Sharing and managing information

informarie delen en beheren

Sharing and managing information

In a circular economy, "information flows" will play a crucial role. Properly documenting, managing and updating building information will determine the circular valorisation opportunities in the future. Today, there is no standard for this yet, but one can take a forerunner's role by paying attention to issues such as building passports, material passports, maximum digitisation of data,...


Meaning and importance

Architect Thomas Rau’s statement ‘Waste is material without identity’ shows how crucial information is if we want to move towards a circular economy. Making this information available digitally and managing it will be decisive in being able to bring materials, products or buildings back into circulation. The materials and/or building passport can help with this. In the absence of a prescriptive European framework, the sector is currently adopting a wait-and-see attitude. Therefore, there is a need for pioneers who gain experience in the practical implementation of construction passports, so that a prescriptive framework can be developed on the basis of this experience. This can range from a simple Excel file that lists all materials used to a ‘digital twin’, including disassembly plans and technical info sheets.

But information during the use phase can also help in the efficient use and management of a building. For example, smart building management systems can be used for maintenance management, energy and water consumption monitoring, the organisation of intensive use of space, etc. With the help of information and data management, this will allow us to save material and energy.

logo tool circulair gebouwd

How was this included in the Circular Built tool?

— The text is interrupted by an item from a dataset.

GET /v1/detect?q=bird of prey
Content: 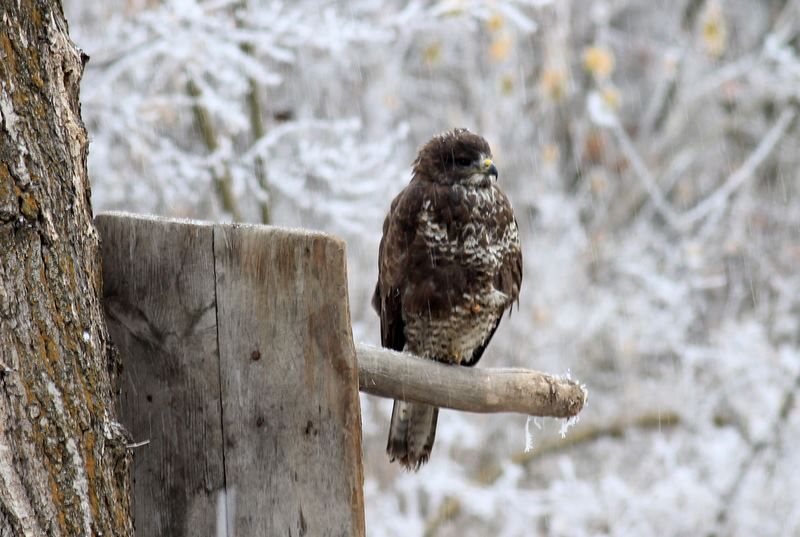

In the tool we list some options for building and material passports. They are based on literature, research projects (CB 23 Guidance on Construction Passports, BAMB) and practical experience (projects such as BIM integrum). The list is not exhaustive and mainly aims to inspire and make the user aware of the ways in which information storage and management can contribute to circular construction. Here, too, we made a distinction between must-haves and extras.


How can you measure this?

There is currently no system to measure this, but this also does not seem relevant right now.

Real-life examples

De binnenkant van het voorbeeldproject - Living Lab van KULeuven
Living Lab Emergis de ingang

Which tools can help us here?

  • BIM-software: A BIM model and the existing software packages allow you to attach information to the as-built 3D model to create a building passport in a digital environment. This passport not only stores an overview of the quantities and types of materials, but can also contain additional information such as technical info sheets, disassembly techniques, maintenance instructions, etc.